Gerçekleştirilen basın toplantısında “Ülke insanımızın beslenmesinde, hayvan yeminde ve sanayide tahıllar büyük önem taşımaktadır. Tahıllar içinde de en ön sırada gelen ürünler ise buğday ve arpadır” diyen Gamzeli, ” Gerek dünyada ve gerekse ülkemizde özellikle buğday üretiminde herhangi bir nedenle azalma olduğunda, buğday fiyatları da yükselmekte, bu durum da stratejik bir ürün olan un maliyetlerini artırmaktadır.
Dolayısıyla birçok ülke buğdayda kendi kendine yeterli olmayı ve stoklarında yeterince buğday bulundurmayı strateji olarak benimsemiştir” dedi.
“Ülkemiz meyve ve sebzede adeta bir cennet olmakla birlikte yine de bir tahıl ülkesidir” diyen Gamzeli, “İç Anadolu da bildiğiniz gibi ülkemizin tahıl ambarı konumundadır ve toplam tahıl üretiminin üçte birinden fazlası gerçekleştirmektedir.
7,7 milyon hektar alanda buğday, 2,7 milyon hektar alanda ise arpa üretimi yapıyoruz.
Buğday ve arpa, 10,4 milyon hektar ekili alanlarıyla, toplam ekili alanların üçte ikisini oluşturuyor.
Bu yıl buğday üretimimizde yüzde 5,8, arpa üretimimizde yüzde 11,9’luk artış bekliyoruz.

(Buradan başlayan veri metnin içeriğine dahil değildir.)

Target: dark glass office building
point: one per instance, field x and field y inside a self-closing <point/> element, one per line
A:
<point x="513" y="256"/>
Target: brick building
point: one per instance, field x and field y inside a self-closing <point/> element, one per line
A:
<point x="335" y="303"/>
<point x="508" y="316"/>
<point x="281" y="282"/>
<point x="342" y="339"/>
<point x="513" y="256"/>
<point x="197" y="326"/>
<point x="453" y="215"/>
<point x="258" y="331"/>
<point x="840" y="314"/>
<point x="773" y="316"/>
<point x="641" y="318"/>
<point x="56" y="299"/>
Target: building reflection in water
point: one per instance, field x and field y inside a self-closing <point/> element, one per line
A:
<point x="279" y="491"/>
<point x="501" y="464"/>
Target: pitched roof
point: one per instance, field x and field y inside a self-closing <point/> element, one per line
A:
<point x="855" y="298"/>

Tahminlere göre, bu yıl buğday üretimimiz 1,2 milyon tonluk artışla 21,8 milyon tona, arpa üretimimiz 0,8 milyon tonluk artışla 7,5 milyon tona çıkacak.
İnsanımızın beslenmesi, gıda sanayi ve tohumluk ihtiyacı dikkate alındığında iç tüketimimiz için yaklaşık 18,7 milyon ton buğday üretimine ihtiyacımız var.
Arpa tüketimimiz de 7 milyon tonu aşıyor.
Bu yıl gerçekleşecek üretim rakamlarıyla ihtiyacımız rahatlıkla karşılanacaktır” dedi.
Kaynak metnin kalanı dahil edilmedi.